Coupled with its ability to self-correct and format complex markdown in real time, DiffusionGemma holds promise for various applications. The model operates as a Mixture of Experts system, incorporating 26 billion parameters, but during inference, it activates only 3.8 billion parameters. This means it can efficiently run on high-end consumer GPUs with as little as 18GB of VRAM when optimized.
A notable feature of DiffusionGemma is its capacity to draft up to 256 tokens concurrently. It can also refine these tokens through multiple passes, which allows for comprehensive evaluations of the text blocks being produced. As a result, local AI workflows achieve significant speed improvements. For instance, DiffusionGemma reportedly generates over 1,000 tokens per second when paired with a single NVIDIA H100 and can manage more than 700 tokens per second using an NVIDIA GeForce RTX 5090.

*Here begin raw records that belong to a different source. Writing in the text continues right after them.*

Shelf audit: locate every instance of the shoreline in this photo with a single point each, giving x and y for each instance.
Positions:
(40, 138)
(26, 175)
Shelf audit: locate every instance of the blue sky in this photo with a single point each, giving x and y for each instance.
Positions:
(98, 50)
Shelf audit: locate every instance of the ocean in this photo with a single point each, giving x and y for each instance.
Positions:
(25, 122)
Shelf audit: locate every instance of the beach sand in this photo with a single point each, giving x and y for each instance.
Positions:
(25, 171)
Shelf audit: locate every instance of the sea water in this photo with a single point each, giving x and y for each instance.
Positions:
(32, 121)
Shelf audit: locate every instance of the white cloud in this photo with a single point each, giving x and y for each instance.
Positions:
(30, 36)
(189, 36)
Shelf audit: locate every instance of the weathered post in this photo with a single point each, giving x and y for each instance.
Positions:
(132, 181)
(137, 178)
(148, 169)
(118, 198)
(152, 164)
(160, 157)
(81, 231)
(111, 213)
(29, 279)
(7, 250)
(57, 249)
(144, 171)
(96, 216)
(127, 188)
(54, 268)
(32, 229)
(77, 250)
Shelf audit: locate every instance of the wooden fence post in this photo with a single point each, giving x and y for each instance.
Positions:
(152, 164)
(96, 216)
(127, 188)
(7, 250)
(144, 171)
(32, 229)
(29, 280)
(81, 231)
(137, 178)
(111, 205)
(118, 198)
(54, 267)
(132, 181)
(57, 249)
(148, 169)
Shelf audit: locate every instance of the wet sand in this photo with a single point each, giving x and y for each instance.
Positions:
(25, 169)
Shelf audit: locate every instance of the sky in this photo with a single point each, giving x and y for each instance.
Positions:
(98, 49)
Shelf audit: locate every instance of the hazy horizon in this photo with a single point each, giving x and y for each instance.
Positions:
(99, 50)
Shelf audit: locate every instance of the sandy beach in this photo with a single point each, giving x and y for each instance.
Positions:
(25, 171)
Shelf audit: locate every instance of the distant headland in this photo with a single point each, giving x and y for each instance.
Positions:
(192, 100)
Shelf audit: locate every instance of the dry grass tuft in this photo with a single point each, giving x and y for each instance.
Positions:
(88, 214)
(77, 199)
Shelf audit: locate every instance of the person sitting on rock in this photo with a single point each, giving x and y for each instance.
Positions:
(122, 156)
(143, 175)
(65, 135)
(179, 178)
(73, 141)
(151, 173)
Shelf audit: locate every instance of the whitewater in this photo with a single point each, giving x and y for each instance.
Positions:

In targeting researchers and developers, Google anticipates that DiffusionGemma will be particularly beneficial for developing tools that depend on reduced latency. This includes applications such as inline editing, code infilling, rapid iterations, and non-linear text generation.
Additionally, the model's bidirectional attention mechanism permits every token in a block to consider relationships with other tokens, which could prove advantageous in specialized fields such as creating mathematical graphs, analyzing amino acid sequences, and structured editing.

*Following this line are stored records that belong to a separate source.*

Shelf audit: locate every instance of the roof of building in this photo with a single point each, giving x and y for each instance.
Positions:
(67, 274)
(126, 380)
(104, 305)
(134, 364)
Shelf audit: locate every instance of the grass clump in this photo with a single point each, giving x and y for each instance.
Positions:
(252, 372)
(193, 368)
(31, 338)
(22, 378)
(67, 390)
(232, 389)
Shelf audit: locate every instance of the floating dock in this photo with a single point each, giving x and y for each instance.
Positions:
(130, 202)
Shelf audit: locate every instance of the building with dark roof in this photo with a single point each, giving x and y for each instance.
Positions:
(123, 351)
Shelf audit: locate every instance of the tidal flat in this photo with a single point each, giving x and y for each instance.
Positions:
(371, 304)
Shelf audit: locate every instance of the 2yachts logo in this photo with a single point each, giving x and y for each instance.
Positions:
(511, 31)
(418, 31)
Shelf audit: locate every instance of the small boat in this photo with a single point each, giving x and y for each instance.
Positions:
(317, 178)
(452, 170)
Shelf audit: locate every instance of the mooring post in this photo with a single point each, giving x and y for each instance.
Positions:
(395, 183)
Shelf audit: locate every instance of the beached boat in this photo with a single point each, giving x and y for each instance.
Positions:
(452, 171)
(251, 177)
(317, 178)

Despite these advantages, Google emphasizes that DiffusionGemma remains an experimental model. For instances requiring the highest output quality, the traditional Gemma 4 models may be more suitable. DiffusionGemma is tailored for developers working on interactive local AI systems where speed is prioritized.
It is essential to note that the speed capabilities of DiffusionGemma are most advantageous for local scenarios with low concurrency, while traditional autoregressive models may offer better efficiency in high-volume cloud deployments where requests can be managed at scale. You can access DiffusionGemma via Hugging Face, which supports a variety of tools and frameworks, providing developers with numerous options for integration. Official support for llama.cpp is anticipated soon.